From Sequence to System Learning

Cause-and-Effect Charting is often described as a timeline tool, but that description understates its value. Its true strength lies in connecting chronology with causation. By distinguishing events from conditions, reconstructing the sequence of what occurred, and examining how factors interacted over time, investigators gain a deeper understanding of system performance. The result is not simply a better explanation of the past but a stronger foundation for preventing future harm.

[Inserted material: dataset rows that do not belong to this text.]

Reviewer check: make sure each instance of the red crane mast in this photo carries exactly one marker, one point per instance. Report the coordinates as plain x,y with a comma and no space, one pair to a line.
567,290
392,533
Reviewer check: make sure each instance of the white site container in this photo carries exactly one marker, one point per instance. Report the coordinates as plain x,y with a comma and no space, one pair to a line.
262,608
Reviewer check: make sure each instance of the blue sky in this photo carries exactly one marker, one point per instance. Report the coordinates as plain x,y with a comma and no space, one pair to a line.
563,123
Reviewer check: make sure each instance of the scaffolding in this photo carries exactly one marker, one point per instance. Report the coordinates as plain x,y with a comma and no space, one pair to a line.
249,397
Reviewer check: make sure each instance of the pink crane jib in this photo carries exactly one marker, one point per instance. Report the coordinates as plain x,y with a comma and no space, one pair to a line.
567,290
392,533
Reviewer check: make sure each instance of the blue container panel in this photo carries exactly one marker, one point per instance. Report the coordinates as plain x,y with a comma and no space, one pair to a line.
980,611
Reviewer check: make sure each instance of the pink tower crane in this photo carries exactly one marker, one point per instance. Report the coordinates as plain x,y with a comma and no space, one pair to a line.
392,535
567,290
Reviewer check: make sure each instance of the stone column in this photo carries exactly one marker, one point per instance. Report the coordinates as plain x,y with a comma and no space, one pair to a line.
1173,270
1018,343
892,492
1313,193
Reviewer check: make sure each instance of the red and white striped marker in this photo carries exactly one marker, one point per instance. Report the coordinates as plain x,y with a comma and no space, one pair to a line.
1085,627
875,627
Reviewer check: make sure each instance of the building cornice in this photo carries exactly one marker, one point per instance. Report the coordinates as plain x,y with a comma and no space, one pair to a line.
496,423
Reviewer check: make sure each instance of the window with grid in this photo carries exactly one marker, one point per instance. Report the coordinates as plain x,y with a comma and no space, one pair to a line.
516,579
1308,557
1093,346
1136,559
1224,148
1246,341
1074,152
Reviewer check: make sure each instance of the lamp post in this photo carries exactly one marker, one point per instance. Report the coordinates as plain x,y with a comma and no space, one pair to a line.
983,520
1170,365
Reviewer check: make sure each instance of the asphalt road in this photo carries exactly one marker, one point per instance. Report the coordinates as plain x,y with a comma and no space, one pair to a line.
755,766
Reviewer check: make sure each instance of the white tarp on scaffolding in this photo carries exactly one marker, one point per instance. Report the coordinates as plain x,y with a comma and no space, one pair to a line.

Healthcare organizations frequently seek the cause before they understand the story. Yet the story is where causation becomes visible. The sequence matters because causation unfolds through time. Before asking why something happened, investigators must first understand what happened. Only then can the real causes emerge.

References

Agency for Healthcare Research and Quality. (2024). Root cause analysis. PSNet.

Behrhorst, J., Gale, B., & Van, C. M. (2025). The evolution of root cause analysis. PSNet, Agency for Healthcare Research and Quality.

Percarpio, K. B., Watts, B. V., & Weeks, W. B. (2008). How to perform a root cause analysis for workup and future prevention of medical errors: A review. Patient Safety in Surgery, 2(21), 1-9.

Rooney, J. J., & Vanden Heuvel, L. N. (2004). Root cause analysis handbook: A guide to efficient and effective incident investigation (3rd ed.). ABS Consulting.